AT&T wants to manage Sky and other Brazilian pay TV channels

‘We follow Brazilian Law at 100%’, said Michael Hartman, AT&T senior vice president to Paulist newspaper Estado, related to the decision that Brazilian National Telecommunications Agency (Anatel) and National Film Agency (Ancine) must make, in which they will define whether AT&T will be able to continue providing satellite content to Sky and other channels such as TNT, Space and HBO, which it acquired after merging with Time Warner, in October 2016.

Conditional Access Law (SeaC), which regulates Brazilian pay TV market, does not allow the same group to produce and, at the same time, control TV or telephony operators. But, according to Hartman, AT&T follows Brazilian Law because its content production operations are not based in Brazil.

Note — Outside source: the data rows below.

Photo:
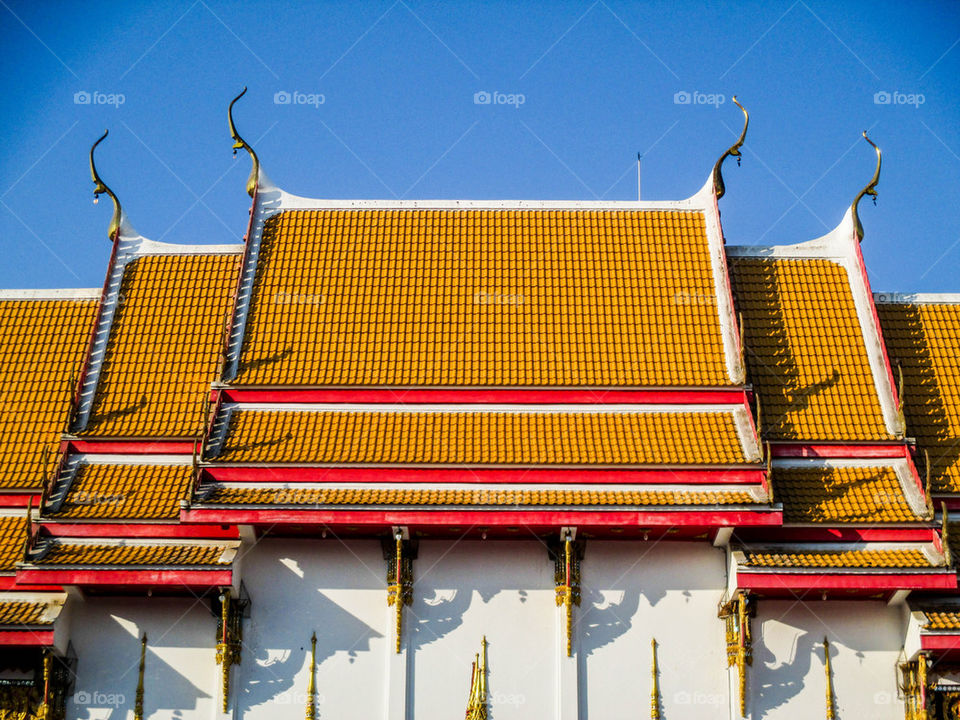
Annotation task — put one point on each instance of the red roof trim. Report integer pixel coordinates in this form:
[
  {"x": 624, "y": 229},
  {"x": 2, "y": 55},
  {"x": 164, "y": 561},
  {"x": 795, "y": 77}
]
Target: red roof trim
[
  {"x": 458, "y": 474},
  {"x": 26, "y": 638},
  {"x": 440, "y": 518},
  {"x": 595, "y": 396},
  {"x": 119, "y": 577},
  {"x": 909, "y": 580}
]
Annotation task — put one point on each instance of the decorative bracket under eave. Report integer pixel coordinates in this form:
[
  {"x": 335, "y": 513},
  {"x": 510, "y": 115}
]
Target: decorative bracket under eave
[
  {"x": 477, "y": 700},
  {"x": 870, "y": 189},
  {"x": 311, "y": 709},
  {"x": 100, "y": 188},
  {"x": 399, "y": 555},
  {"x": 138, "y": 699},
  {"x": 831, "y": 713},
  {"x": 736, "y": 614},
  {"x": 567, "y": 556},
  {"x": 229, "y": 639},
  {"x": 914, "y": 686},
  {"x": 239, "y": 142},
  {"x": 733, "y": 151}
]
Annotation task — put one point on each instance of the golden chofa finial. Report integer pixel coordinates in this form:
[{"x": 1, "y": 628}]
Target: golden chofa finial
[
  {"x": 733, "y": 151},
  {"x": 870, "y": 189},
  {"x": 239, "y": 142},
  {"x": 100, "y": 188}
]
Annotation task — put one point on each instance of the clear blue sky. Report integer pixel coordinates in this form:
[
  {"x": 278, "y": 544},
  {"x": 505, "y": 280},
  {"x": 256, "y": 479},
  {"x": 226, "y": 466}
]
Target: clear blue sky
[{"x": 398, "y": 117}]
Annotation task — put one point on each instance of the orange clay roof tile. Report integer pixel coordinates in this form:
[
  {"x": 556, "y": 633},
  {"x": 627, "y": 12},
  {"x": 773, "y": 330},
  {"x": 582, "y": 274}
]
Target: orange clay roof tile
[
  {"x": 65, "y": 553},
  {"x": 21, "y": 612},
  {"x": 42, "y": 344},
  {"x": 842, "y": 495},
  {"x": 484, "y": 298},
  {"x": 538, "y": 438},
  {"x": 805, "y": 350},
  {"x": 13, "y": 534},
  {"x": 945, "y": 619},
  {"x": 925, "y": 340},
  {"x": 478, "y": 497},
  {"x": 141, "y": 492},
  {"x": 164, "y": 346}
]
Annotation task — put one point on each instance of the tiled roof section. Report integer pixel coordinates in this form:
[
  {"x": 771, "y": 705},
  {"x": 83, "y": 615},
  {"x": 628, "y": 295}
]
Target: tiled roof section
[
  {"x": 478, "y": 497},
  {"x": 912, "y": 558},
  {"x": 18, "y": 612},
  {"x": 925, "y": 340},
  {"x": 13, "y": 534},
  {"x": 805, "y": 350},
  {"x": 42, "y": 344},
  {"x": 942, "y": 619},
  {"x": 534, "y": 438},
  {"x": 484, "y": 298},
  {"x": 167, "y": 554},
  {"x": 164, "y": 346},
  {"x": 841, "y": 495},
  {"x": 131, "y": 492}
]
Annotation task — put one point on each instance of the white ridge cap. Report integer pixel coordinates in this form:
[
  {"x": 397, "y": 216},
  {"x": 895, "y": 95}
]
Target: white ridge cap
[
  {"x": 51, "y": 294},
  {"x": 918, "y": 298}
]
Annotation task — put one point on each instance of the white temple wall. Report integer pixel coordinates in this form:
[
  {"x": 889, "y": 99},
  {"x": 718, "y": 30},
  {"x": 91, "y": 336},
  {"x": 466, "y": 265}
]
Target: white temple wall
[
  {"x": 632, "y": 592},
  {"x": 787, "y": 679},
  {"x": 636, "y": 591},
  {"x": 180, "y": 677}
]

‘If that point of view is valid, any other operator could set a production company abroad and start selling in Brazil’, expressed Eduardo Tude, Telco’s president, and said that ‘what they are trying to do is to infringe the Law’, and that ‘AT&T is trying to defend its Law and avoid selling Sky in Brazil’. Hartman also ruled that, in case AT&T has to break any of it Brazilian operations down, the decision would be ‘detrimental to Brazilian consumers’, due to offers reduction and market concentration.

2011’s Conditional Access Law (N° 12,485), planned to reduce market concentration as one of its main purposes. In 2017, Economic Defense Administrative Council (Cade) imposed on AT&T to take competitors into consideration, and distributed Time Warner channels to Claro / Net and Vivo. Council, however, considered it necessary for Anatel and Ancine to pronounce themselves on SeaC Law. Anatel is expected to make a decision before third quarter end, and Ancine will decide it by the end of 2019.